As Rosiere is aware, service under Rule 5 of the Federal Rules of Civil Procedure provides that service of papers can be made by "mailing it to the person's last known address" or by electronic or other means if the receiving party has consented. The Ninth Circuit has clarified that service by mail means service by the U.S. Postal Service. See Magnuson v. Video Yesteryear, 85 F.3d 1424, 1430-31 (9th Cir. 1996) (holding that "Federal Express does not satisfy the requirements of Rule 5(b)"). Furthermore, the Ninth Circuit has stated that actual notice of the filings is not enough to cure ineffective service. Id. at 1431. The court found that the serving party must demonstrate "exceptional good cause" to justify non-compliance with Rule 5(b). Id. (noting exceptional good cause would exist where the receiving party had explicitly consented to service of papers by means other than U.S. mail on prior occasions).
Here, Rosiere's filing is an initial pleading that should have been served according to the provisions of Rule 4 of the Federal Rules of Civil Procedure. Because it concerns a different subpoena served by a different entity than the subpoenas which are the issue in the Complaint (Dkt. #1), Rosiere should have filed it as a separate miscellaneous action.
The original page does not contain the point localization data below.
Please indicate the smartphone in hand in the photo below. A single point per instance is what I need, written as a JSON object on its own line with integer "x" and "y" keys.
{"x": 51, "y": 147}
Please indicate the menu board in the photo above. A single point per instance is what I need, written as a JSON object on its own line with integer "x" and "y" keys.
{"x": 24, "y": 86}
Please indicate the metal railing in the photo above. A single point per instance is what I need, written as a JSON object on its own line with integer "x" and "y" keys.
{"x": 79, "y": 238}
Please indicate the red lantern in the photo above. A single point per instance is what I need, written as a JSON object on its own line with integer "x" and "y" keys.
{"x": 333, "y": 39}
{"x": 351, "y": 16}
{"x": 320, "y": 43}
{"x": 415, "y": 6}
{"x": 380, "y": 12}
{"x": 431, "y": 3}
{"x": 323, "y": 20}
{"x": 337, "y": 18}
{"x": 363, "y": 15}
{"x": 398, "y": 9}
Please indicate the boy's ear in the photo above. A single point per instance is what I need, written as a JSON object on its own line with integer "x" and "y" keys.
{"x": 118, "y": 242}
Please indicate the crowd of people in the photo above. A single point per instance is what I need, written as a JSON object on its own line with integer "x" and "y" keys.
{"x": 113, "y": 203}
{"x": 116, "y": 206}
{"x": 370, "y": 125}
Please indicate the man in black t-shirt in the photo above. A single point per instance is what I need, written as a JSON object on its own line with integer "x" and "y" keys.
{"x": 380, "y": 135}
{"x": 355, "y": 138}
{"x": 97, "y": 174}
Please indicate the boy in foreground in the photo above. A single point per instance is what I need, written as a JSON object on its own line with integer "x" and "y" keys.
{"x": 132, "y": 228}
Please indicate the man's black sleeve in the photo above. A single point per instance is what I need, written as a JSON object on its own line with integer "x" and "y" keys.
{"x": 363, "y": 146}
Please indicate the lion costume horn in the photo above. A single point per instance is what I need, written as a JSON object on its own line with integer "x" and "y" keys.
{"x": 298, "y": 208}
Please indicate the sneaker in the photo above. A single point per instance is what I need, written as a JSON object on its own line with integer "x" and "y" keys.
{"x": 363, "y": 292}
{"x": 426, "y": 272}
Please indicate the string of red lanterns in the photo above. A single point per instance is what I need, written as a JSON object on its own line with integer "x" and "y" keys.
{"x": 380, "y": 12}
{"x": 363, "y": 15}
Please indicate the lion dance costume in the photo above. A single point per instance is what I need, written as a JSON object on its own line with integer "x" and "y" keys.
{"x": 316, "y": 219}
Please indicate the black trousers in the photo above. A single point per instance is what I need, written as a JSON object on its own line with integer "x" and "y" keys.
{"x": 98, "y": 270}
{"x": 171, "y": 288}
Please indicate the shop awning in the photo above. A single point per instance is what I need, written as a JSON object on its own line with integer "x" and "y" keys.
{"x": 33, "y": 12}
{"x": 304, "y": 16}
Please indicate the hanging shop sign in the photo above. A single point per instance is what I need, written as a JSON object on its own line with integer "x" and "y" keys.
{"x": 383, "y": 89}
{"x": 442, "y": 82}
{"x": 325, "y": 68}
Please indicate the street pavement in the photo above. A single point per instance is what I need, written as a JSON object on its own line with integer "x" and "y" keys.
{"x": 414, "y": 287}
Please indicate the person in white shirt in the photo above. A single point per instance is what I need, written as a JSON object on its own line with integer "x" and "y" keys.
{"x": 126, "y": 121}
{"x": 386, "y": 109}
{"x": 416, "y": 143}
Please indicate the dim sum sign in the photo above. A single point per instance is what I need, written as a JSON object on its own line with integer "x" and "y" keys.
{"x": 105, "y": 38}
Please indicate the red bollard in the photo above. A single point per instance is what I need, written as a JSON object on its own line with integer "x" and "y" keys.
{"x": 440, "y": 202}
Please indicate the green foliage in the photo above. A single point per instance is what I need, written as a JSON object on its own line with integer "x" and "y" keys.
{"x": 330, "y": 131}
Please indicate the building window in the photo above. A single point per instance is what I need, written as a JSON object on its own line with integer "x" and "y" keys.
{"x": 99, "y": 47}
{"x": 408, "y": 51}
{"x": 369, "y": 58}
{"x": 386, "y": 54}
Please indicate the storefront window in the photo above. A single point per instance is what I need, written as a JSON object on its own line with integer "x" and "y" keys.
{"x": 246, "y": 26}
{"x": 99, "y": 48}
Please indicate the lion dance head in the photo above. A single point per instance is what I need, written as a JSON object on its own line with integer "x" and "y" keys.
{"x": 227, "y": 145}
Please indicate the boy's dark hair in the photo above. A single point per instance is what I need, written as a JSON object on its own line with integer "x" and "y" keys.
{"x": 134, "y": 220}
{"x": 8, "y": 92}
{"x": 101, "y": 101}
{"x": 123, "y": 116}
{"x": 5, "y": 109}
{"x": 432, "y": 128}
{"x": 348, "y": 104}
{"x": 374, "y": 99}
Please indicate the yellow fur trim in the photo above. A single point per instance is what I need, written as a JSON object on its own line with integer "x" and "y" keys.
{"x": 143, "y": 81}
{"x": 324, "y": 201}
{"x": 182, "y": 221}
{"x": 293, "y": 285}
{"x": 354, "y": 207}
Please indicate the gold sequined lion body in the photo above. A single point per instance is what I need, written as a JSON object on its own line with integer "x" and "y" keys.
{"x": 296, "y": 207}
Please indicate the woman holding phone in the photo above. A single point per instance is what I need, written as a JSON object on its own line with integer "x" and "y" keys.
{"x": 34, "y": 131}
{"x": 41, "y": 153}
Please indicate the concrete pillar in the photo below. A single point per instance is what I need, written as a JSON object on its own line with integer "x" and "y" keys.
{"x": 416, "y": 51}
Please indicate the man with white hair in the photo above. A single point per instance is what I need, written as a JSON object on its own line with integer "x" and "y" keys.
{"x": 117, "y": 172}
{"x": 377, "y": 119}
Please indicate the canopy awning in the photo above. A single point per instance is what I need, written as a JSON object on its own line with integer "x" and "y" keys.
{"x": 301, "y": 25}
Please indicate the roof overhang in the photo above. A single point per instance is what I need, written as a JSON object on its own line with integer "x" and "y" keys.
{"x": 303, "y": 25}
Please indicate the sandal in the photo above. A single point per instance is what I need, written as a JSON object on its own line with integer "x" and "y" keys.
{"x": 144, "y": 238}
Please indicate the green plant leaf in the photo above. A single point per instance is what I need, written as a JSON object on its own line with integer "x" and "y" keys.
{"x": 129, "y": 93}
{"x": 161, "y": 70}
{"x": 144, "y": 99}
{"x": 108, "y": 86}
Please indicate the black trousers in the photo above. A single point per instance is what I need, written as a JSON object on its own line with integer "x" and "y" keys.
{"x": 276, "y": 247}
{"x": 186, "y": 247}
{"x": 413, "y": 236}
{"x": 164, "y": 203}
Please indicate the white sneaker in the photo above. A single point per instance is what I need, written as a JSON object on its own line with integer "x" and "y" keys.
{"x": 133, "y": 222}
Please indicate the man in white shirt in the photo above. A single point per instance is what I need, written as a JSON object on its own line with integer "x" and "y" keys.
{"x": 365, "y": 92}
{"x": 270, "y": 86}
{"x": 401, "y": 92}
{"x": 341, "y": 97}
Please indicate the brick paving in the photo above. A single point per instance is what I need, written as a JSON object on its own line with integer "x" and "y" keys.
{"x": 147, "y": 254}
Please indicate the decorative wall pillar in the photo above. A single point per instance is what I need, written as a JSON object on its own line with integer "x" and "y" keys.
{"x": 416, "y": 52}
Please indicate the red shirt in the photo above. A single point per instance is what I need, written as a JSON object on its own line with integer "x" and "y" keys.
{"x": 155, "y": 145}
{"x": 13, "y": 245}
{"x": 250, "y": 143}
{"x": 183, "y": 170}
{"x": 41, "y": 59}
Even if it was proper to file the motion in this matter and serve it pursuant to Rule 5, Rosiere's service was ineffective. The certificate of service attached to the motion states that "[Rosiere] hereby certifies that on October 23, 2009, a true and correct copy of the [motion] was sent by United States mail or other third party carrier or fax." See Certificate of Service (emphasis added). The Ninth Circuit has held that service under Rule 5 may only be made by U.S. mail. Magnason, 85 F.3d at 1430-31. Thus, even if it were appropriate to serve this motion pursuant to Rule 5, the Certificate of Service does not indicate how it was served.
Additionally, on the merits, the Right to Financial Privacy Act ("RFPA") does not apply to subpoenas served by state entities. 12 U.S.C. § 3405 states that a "Government authority may obtain financial records under section 3402(2) of this title pursuant to an administrative subpoena." However, the definitional section of the RFPA provides that "`[g]overnmental authority' means any agency or department of the United States, or any officer, employee, or agent thereof." 12 U.S.C. § 3401(3) (emphasis added). By its own terms, the RFPA does not apply to the subpoena served by the State of Florida's Office of Financial Regulation because it is not an agency or department of the United States' government.
Accordingly,
IT IS ORDERED that Plaintiff's Motion to Quash (Dkt. #3) is DENIED.